People who've never visited the state of Alabama often don't believe it could cast a spell. To many Northerners and coastal types, and even folks from elsewhere in the South, this state deep in the region represents troubling histories and a present that hasn't caught up with the rest of America. Certainly, Alabama must bear its burdens. But it's also a place where people can make magic in hidden corners of the state's vast forest, along the paths forged by its rivers; where nobody gets in your business; and where, if you're an artist, you can meld the old ways with new visions to create beauty that can challenge anyone's presumptions.
The Secret Sisters, who developed their enchanting harmonies singing country and church music in their home town of Muscle Shoals, brought Alabama's humid sense of wonder to the world in two albums blending Southern gospel, bluegrass, barbershop and swing influences, all with a contemporary, poetic twist. Fans ranging from their mentor T-Bone Burnett to Bob Dylan, with whom the duo toured, loved what Laura and Lydia Rogers did. But as often happens in the music biz, when the sisters' sound didn't translate to a mass audience, they lost their record deal. Both settled back into Alabama life — Laura near where the women grew up, Lydia in Birmingham — and contemplated an uncertain musical future.
Yet The Secret Sisters had captured the heart of another semi-rural music-maker: Brandi Carlile, who along with her collaborators, twins Tim and Phil Hanseroth, offered to produce their new album — something Carlile and the Twins had never done for another artist. The sisters decamped to the Pacific Northwest, where Washington's own wet forests inspired a set of songs both reflective of tradition and deeply personal. You Don't Own Me Anymore will be released June 9 by New West.

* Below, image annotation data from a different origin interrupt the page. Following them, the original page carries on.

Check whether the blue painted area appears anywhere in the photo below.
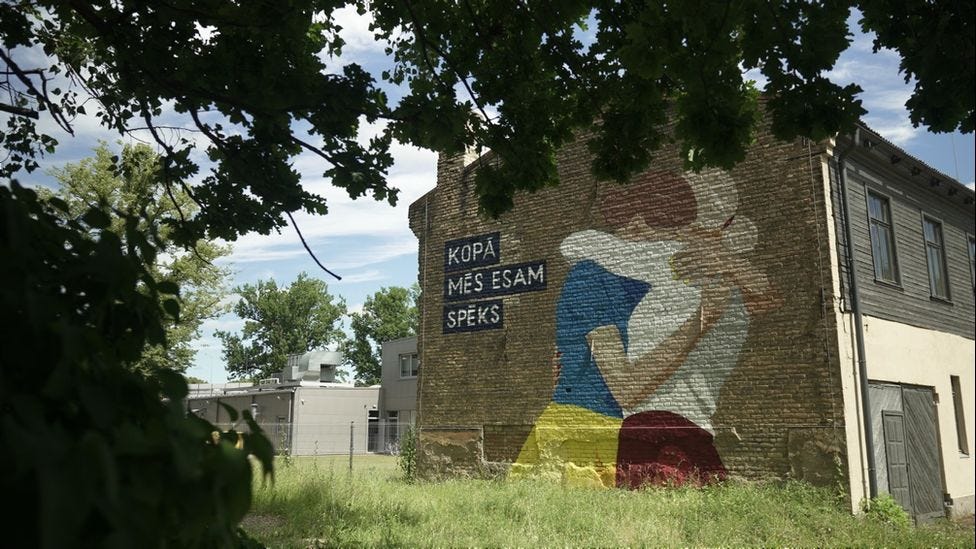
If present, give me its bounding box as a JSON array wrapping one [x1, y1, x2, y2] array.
[[552, 260, 651, 417]]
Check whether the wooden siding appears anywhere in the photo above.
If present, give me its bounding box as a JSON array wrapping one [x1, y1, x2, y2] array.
[[831, 150, 976, 339]]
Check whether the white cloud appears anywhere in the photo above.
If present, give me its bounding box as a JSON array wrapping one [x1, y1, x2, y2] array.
[[334, 269, 389, 284]]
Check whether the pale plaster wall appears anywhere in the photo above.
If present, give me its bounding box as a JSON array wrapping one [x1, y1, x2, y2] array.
[[820, 154, 869, 513], [292, 387, 379, 455], [864, 310, 976, 515]]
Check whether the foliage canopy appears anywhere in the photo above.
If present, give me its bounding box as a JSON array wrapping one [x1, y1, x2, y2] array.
[[39, 143, 230, 372], [216, 273, 346, 379]]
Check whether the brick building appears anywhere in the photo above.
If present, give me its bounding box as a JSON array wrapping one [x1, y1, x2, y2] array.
[[410, 117, 976, 519]]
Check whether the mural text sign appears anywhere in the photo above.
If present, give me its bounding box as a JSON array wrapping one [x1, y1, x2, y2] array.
[[444, 233, 502, 272], [444, 299, 505, 334], [444, 261, 546, 301], [443, 232, 546, 334]]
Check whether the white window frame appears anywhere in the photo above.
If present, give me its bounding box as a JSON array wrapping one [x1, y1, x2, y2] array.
[[922, 212, 952, 301], [868, 185, 901, 286]]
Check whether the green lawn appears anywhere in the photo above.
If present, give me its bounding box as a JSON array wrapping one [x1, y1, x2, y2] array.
[[243, 456, 973, 547]]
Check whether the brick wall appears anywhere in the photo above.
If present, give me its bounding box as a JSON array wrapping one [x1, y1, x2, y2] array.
[[410, 120, 846, 485]]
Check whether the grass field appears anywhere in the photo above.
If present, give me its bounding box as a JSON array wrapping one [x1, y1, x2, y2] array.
[[243, 456, 974, 547]]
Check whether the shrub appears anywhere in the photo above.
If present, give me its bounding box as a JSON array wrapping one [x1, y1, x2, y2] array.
[[864, 493, 912, 528], [397, 426, 417, 480]]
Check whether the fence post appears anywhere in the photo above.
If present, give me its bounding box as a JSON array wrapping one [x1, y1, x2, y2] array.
[[349, 421, 356, 473]]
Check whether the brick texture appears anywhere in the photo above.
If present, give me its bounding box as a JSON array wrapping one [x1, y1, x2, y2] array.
[[410, 116, 846, 485]]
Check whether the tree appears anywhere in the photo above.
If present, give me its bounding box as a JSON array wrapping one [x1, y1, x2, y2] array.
[[41, 143, 230, 372], [343, 283, 420, 385], [215, 273, 346, 379], [0, 182, 273, 547]]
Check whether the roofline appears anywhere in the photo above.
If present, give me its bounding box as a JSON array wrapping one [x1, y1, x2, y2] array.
[[857, 122, 976, 195]]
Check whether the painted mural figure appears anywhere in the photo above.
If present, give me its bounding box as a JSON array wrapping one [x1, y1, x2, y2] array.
[[512, 172, 776, 486]]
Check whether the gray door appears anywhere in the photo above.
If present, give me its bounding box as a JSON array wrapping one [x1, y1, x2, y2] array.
[[902, 387, 945, 522], [881, 411, 913, 514]]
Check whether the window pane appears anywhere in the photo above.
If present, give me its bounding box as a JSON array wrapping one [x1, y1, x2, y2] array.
[[871, 222, 898, 282], [925, 219, 942, 246], [928, 245, 949, 297], [949, 376, 969, 456], [868, 193, 888, 223], [969, 237, 976, 290], [922, 217, 949, 299]]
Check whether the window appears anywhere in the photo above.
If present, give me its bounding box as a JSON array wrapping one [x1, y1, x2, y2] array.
[[400, 353, 420, 377], [868, 192, 898, 284], [949, 376, 969, 456], [922, 217, 949, 299], [969, 236, 976, 294]]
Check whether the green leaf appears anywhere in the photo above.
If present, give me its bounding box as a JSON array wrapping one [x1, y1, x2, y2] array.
[[81, 208, 112, 229]]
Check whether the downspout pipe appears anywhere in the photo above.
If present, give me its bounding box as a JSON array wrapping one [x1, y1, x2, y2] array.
[[837, 126, 878, 498]]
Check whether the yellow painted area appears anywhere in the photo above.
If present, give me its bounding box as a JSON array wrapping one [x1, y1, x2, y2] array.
[[509, 402, 623, 487]]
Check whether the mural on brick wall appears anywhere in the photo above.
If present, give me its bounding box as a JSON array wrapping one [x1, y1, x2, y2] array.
[[510, 171, 780, 487]]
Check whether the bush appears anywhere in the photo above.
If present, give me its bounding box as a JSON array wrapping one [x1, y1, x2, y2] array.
[[864, 493, 912, 528], [397, 426, 417, 480]]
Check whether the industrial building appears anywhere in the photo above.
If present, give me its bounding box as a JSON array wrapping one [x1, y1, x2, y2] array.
[[410, 117, 976, 520]]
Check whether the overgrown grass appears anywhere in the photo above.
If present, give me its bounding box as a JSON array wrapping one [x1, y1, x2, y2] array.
[[244, 457, 973, 547]]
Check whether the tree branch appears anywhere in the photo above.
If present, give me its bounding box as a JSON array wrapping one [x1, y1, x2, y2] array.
[[285, 212, 342, 280]]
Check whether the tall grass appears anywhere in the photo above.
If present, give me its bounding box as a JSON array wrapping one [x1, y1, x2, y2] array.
[[244, 458, 973, 547]]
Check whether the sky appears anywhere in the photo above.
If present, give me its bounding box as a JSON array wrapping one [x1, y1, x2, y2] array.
[[0, 8, 976, 383]]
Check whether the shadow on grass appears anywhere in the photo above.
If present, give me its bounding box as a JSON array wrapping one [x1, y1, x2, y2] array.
[[242, 471, 425, 547]]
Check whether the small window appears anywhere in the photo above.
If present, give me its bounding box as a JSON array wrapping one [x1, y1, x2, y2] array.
[[969, 236, 976, 294], [922, 217, 949, 299], [400, 353, 420, 377], [868, 192, 898, 284], [949, 376, 969, 456]]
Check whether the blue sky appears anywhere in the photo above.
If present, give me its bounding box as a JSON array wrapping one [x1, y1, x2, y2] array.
[[9, 9, 976, 382]]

One song epitomizing this album is "Tennessee River Runs Low," a close-harmony delight that celebrates the mighty, sometimes muddy flow of the waterway running through North Alabama. "I bury secrets deep, I keep them down where the catfish creep," the Rogers siblings croon, their lyrics evoking both the geography and the spirit of the place that made them.
For the video, the Rogers sisters celebrate another Alabama magic-maker: artist Butch Anthony, whose Museum of Wonder in Seale, Ala., is a repository of freakish, runic and hilarious stuff. For years, Anthony staged the Alabama version of Burning Man, known as the Doo-Nanny; in this video, he holds a festival for one young girl, who represents the renewed spirit of the Rogers sisters. Also making a cameo is Anthony's compatriot, John Henry Toney. These folk artists are as crucial to the soul of Alabama as is anyone who fulfills more unsavory (and currently prevalent) stereotypes. So is the sound of The Secret Sisters, running true like a river current, soaring like the eagles who fly above their nestled homes.
You Don't Own Me Anymore comes out June 9 via New West Records.